Das Signal an den Aggressor Putin ist klar: Dessen Hoffnung, der Westen werde seiner Hilfe für Kiew müde, wenn auch für die Menschen bei uns die Kriegskosten steigen, hat sich zerschlagen. Dabei hatte sich der Diktator doch gerade diese Woche so bemüht, die Freunde der Ukraine zu entmutigen! Seinen Generälen stellt er vor laufenden Kameras einen Sieg um jeden Preis in Aussicht. Doch blieb Putin den zweifelnden Landsleuten Antworten schuldig, wie er sein Kriegsziel noch erreichen könne. Auch sein Schulterschluss mit dem Belarussen Lukaschenko machte nicht viel Eindruck. In Minsk schworen sich zwei feiste, schurkische Kriegsganoven gegenseitig Komplizenschaft, die noch nicht mal den Mut zu einem Frontbesuch aufbringen; in Washington hingegen nahm der Präsident der oft fehlbaren, aber noch immer mächtigsten und idealistischsten Demokratie der Welt einen mit den Tränen kämpfenden Mann in den Arm, der in seiner Heimat und darüber hinaus längst als Kriegsheld gilt.

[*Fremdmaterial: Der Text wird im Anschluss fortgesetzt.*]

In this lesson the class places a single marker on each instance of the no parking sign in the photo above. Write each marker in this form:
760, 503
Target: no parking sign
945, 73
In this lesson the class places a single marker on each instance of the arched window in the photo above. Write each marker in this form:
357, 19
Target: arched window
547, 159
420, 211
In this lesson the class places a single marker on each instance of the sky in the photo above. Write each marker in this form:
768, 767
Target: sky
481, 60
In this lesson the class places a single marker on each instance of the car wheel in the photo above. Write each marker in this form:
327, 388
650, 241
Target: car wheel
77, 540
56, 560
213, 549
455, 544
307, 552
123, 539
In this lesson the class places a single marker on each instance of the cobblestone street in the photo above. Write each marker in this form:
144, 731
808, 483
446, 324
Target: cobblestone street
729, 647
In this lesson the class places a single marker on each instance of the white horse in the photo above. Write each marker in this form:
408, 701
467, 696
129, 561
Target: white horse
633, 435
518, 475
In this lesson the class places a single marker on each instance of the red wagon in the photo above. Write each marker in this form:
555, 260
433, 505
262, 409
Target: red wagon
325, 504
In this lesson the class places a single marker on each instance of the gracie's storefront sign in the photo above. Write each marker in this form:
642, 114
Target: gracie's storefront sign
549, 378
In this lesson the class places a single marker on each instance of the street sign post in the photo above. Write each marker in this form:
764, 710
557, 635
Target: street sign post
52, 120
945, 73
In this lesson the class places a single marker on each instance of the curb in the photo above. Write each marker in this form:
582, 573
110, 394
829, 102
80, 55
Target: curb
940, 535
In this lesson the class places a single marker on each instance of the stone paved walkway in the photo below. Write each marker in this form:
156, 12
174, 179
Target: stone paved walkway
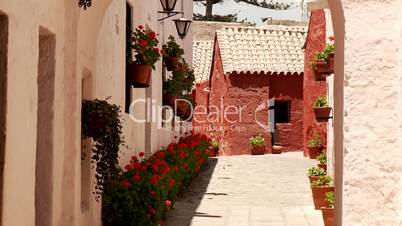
269, 190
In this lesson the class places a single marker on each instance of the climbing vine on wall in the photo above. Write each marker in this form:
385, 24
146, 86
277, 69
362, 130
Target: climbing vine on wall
101, 122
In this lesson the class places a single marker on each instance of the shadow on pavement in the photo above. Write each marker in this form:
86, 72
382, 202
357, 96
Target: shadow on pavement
188, 202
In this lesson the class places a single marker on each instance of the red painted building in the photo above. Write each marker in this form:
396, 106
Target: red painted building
256, 76
249, 67
315, 42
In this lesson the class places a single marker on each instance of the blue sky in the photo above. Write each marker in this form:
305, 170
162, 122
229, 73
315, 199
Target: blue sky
253, 13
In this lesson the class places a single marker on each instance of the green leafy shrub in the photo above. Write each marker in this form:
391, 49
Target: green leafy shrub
257, 140
145, 45
329, 49
146, 189
181, 82
316, 171
330, 199
101, 122
322, 158
321, 102
315, 141
215, 144
323, 181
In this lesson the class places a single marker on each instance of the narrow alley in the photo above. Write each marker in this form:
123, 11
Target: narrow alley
268, 190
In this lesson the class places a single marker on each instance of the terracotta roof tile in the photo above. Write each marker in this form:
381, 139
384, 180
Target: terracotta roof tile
267, 49
202, 59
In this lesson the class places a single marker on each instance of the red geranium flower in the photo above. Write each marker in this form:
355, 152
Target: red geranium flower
171, 183
152, 211
152, 35
136, 178
155, 179
163, 52
143, 43
155, 168
136, 165
128, 167
125, 184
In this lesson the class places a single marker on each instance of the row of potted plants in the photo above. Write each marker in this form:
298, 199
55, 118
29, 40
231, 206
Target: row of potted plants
146, 54
321, 109
143, 192
323, 62
322, 188
178, 87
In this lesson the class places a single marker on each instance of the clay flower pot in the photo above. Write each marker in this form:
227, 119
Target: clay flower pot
171, 63
169, 100
257, 150
321, 70
277, 150
331, 63
322, 114
313, 178
323, 166
314, 152
139, 75
328, 215
212, 152
319, 196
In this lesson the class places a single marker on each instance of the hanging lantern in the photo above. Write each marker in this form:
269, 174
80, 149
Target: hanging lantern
168, 5
84, 3
182, 26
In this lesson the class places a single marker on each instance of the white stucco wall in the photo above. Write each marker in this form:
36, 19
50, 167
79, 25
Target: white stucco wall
87, 42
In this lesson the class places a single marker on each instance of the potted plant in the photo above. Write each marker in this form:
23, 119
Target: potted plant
314, 146
314, 173
322, 160
172, 53
257, 145
319, 187
328, 213
321, 109
215, 148
146, 55
329, 50
320, 66
172, 88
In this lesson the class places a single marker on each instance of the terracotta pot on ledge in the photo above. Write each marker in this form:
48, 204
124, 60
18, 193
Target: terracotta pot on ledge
314, 151
323, 166
321, 70
313, 178
171, 63
257, 150
139, 75
319, 196
328, 215
322, 114
331, 63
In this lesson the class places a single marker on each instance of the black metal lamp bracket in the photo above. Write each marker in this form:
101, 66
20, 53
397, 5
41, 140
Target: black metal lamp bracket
169, 14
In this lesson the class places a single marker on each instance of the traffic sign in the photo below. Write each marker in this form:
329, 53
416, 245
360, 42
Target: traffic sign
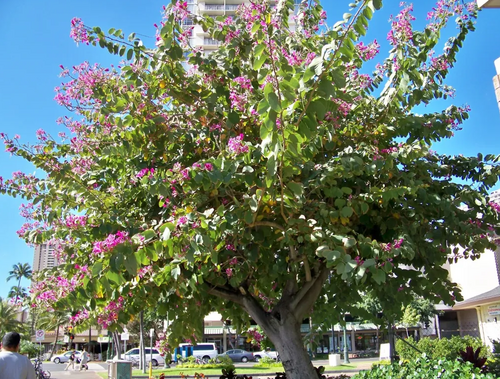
40, 335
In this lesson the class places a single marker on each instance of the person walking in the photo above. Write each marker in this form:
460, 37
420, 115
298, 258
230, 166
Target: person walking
84, 358
12, 364
71, 361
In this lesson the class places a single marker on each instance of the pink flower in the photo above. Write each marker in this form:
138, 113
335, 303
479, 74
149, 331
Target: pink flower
78, 31
235, 145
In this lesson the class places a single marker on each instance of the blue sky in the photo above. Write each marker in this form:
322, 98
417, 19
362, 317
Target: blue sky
35, 41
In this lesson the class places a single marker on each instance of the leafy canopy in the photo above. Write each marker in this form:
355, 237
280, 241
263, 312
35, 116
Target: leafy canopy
274, 172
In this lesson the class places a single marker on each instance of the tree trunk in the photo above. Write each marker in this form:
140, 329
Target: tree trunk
286, 337
55, 342
118, 349
142, 360
282, 323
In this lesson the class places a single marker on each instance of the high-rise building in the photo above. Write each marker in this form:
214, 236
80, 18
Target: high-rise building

Selenskyj ist in den Augen der Welt, was der KGB-Mann Putin mit seinen lächerlichen Männlichkeitsgesten so gerne wäre. Und so endet das erste Kriegsjahr für den Kremlchef so, wie es mit der gescheiterten Einnahme Kiews begonnen hat: mit einer Niederlage. Für den Kanzler sollte das Ansporn sein, nicht nachzulassen bei der Unterstützung der Ukrainer in ihrem Kampf zur Verteidigung ihrer Freiheit.